Insights Core Datasource Registry

This notebook shows the recommended method of writing datasources.

It also shows how to register datasources with Insights Core to provide alternative methods of collection while still taking advantage of our parser and combiner catalog.

It assumes familiarity with datasources from the Standard Components section of the Insights Core Tutorial.

[1]:
import sys
sys.path.insert(0, "../..")
[2]:
from insights import run
from insights.core import dr
from insights.core.spec_factory import simple_file, simple_command

Fixing datasource names

The simplest way to define a datasource is with a helper class from insights.core.spec_factory.

However, if you use one of these to define a datasource at the module level, you’ll notice that it doesn’t have a very useful name.

[3]:
hosts = simple_file("/etc/hosts")
print(dr.get_name(hosts))
insights.core.spec_factory.simple_file

We can fix that by including it in a subclass of insights.core.spec_factory.SpecSet.

This is the recommended way of writing datasources.

[4]:
from insights.core.spec_factory import SpecSet

class MySpecs(SpecSet):
    hosts = simple_file("/etc/hosts")

print(dr.get_name(MySpecs.hosts))
__main__.MySpecs.hosts

Making datasources dynamic

What if you have datasources on which many downstream components depend, and you want to provide different ways of collecting the data they represent? Maybe you want to execute a command in one context but read from a file in another. Parsers depend on a single datasource, and jamming multiple collection methods into a single implementation isn’t attractive.

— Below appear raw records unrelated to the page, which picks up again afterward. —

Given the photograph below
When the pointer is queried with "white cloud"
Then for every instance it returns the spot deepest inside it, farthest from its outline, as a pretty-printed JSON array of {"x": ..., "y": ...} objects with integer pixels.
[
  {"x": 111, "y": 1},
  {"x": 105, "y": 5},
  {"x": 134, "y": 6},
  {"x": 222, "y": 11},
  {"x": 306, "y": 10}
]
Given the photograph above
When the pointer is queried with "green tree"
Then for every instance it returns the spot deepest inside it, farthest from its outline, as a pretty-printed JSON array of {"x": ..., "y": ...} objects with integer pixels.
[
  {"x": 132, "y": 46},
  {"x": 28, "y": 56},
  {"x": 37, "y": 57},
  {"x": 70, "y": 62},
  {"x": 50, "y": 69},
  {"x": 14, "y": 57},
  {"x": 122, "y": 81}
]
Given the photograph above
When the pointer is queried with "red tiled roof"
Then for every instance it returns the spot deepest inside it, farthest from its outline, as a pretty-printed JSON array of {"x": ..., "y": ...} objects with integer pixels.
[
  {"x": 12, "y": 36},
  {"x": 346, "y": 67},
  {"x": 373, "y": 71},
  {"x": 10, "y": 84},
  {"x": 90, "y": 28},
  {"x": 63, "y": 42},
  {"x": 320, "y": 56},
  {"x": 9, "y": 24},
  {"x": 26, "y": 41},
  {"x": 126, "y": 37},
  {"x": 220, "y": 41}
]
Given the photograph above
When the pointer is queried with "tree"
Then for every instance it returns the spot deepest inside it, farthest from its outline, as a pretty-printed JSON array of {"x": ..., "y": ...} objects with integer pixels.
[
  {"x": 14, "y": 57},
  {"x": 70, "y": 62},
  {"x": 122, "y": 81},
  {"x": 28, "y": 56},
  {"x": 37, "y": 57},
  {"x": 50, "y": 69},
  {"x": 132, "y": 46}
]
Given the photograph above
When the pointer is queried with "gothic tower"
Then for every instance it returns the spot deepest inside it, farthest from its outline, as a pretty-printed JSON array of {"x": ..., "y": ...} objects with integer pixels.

Instead, you can define a subclass of insights.core.spec_factory.SpecSet that has insights.core.spec_factory.RegistryPoint instances instead of regular datasources. Then you can provide implementations for the registry points in the form of datasources that are members of subclasses of your original class. This keeps the alternative implementations cleanly separated while allowing parsers to depend on a single component.

Note that this doesn’t work like normal class inheritance, although it uses the class inheritance mechanism.

[5]:
from insights.core.spec_factory import RegistryPoint
from insights.core.context import ExecutionContext, HostContext

# We'll use HostContext and OtherContext as our alternatives.

class OtherContext(ExecutionContext):
    pass
[6]:
# Define the components that your downstream components should depend on.

class TheSpecs(SpecSet):
    hostname = RegistryPoint()
    fstab = simple_file("/etc/fstab", context=HostContext)


# Provide different implementations for hostname by subclassing TheSpecs and
# giving the datasources names that match their corresponding registry points.

class HostSpecs(TheSpecs):
    hostname = simple_command("/usr/bin/hostname", context=HostContext)

class OtherSpecs(TheSpecs):
    hostname = simple_file("/etc/hostname", context=OtherContext)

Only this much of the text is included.